Given a quadratic form $q: E \to \mathbb{R}$ (where $E$ is some vector space), it's always possible to find a decomposition of the form $$q(v) = \sum_{i=1}^n \alpha_i l_i(v)^2,$$ where the $\alpha_i \in \mathbb{R}$ are scalars and $l_i : E \to \mathbb{R}$ are independent linear forms. In French it's called the Gaussian decomposition ("décomposition de Gauss") of $q$; I don't know if this has a standard name in English.
Is there a way to find these decompositions easily in Mathematica? One way would be, given a symmetric square matrix $M$, to find an invertible matrix $P$ such that $P^T M P$ is diagonal; the matrix $P$ would represent the predual basis of $(l_i)$). As far as I can tell, Mathematica only has Orthogonalize, which only works for positive definite quadratic forms.

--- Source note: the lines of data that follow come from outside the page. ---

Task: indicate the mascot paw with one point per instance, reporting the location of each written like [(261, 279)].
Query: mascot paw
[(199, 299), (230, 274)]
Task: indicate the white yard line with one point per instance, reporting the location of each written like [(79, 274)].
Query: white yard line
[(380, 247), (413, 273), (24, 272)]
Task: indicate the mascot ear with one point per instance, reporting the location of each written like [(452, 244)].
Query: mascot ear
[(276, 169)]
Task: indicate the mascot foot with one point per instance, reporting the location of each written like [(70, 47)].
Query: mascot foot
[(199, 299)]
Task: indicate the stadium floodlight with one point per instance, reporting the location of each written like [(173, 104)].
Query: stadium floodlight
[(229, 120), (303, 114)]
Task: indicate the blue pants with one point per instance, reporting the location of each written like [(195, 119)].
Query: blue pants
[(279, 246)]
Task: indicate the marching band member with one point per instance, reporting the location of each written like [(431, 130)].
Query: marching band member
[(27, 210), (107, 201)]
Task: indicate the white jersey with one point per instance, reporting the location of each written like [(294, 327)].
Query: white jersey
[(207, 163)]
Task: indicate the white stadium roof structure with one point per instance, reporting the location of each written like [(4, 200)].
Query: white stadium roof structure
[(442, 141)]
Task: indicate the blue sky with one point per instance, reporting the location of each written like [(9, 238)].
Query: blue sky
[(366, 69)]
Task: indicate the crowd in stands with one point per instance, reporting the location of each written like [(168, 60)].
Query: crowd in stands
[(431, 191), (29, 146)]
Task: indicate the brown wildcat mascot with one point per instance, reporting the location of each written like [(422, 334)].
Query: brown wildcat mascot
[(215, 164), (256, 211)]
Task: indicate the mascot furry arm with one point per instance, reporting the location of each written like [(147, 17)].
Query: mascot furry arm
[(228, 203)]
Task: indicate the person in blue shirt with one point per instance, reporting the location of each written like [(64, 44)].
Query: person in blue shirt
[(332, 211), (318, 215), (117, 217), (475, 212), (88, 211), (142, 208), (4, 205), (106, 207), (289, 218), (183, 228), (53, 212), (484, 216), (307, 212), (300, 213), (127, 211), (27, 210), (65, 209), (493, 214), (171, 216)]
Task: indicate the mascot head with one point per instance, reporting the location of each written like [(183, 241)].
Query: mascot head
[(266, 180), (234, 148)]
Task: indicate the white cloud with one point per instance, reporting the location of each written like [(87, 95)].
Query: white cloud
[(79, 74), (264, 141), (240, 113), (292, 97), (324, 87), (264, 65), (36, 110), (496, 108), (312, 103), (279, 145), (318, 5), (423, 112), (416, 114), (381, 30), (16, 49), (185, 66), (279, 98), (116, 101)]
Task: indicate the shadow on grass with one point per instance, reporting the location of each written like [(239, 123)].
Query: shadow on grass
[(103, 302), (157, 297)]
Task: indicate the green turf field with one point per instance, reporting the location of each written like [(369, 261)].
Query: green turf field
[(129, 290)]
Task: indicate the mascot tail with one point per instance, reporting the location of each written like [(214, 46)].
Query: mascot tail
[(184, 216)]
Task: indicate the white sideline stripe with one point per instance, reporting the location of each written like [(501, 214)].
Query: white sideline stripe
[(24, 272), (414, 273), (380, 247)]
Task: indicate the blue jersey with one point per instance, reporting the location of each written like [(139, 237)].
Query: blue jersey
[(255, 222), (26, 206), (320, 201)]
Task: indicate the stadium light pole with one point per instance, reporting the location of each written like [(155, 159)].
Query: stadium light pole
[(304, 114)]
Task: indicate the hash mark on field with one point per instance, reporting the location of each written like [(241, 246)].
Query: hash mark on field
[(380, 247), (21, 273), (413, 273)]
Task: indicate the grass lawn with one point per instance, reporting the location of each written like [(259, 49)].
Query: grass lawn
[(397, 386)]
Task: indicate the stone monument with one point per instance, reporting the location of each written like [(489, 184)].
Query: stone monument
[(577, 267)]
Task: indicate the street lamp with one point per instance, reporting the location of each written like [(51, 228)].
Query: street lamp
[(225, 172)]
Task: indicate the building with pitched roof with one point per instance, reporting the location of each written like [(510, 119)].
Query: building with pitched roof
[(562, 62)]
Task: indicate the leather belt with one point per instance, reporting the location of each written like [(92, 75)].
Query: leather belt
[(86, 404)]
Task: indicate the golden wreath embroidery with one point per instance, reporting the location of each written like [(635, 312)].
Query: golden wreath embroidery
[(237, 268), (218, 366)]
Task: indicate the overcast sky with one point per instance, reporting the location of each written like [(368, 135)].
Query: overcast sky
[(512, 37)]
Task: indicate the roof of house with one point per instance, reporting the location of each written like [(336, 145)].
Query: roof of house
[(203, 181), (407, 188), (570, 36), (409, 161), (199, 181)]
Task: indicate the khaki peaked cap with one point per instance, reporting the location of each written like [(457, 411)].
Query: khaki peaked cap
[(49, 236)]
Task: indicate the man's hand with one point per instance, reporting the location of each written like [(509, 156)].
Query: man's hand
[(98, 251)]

To give an example of what I'm asking. Say that $q : \mathbb{R}^3 \to \mathbb{R}$ is defined as
$$q(x,y,z) = 2 x^2 + 12 x y + 17 y^2 + 4 x z + 16 y z - z^2.$$
Then, completing the squares, one gets
$$q(x,y,z) = 2 (x + 3 y + z)^2 - (y - 2 z)^2 + z^2,$$
so I would either want an output of the form {{2,-1,1}, {{1,3,1}, {0,1,-2}, {0,0,1}}} (for the dual basis) or {{2,-1,1}, {{1, -3, -7}, {0, 1, 2}, {0, 0, 1}}} (for the predual basis).
Note that Orthogonalize fails, as q is not positive definite:
q[{x_, y_, z_}] = 2 (x + 3 y + z)^2 - (y - 2 z)^2 + z^2
b[u_, v_] := (q[u + v] - q[u] - q[v])/2
Orthogonalize[IdentityMatrix[3], b]
(* Orthogonalize::ornfa: The second argument b is not an inner product function, which always should return a number or symbol. If its two numeric arguments are the same, it should return a non-negative real number. *)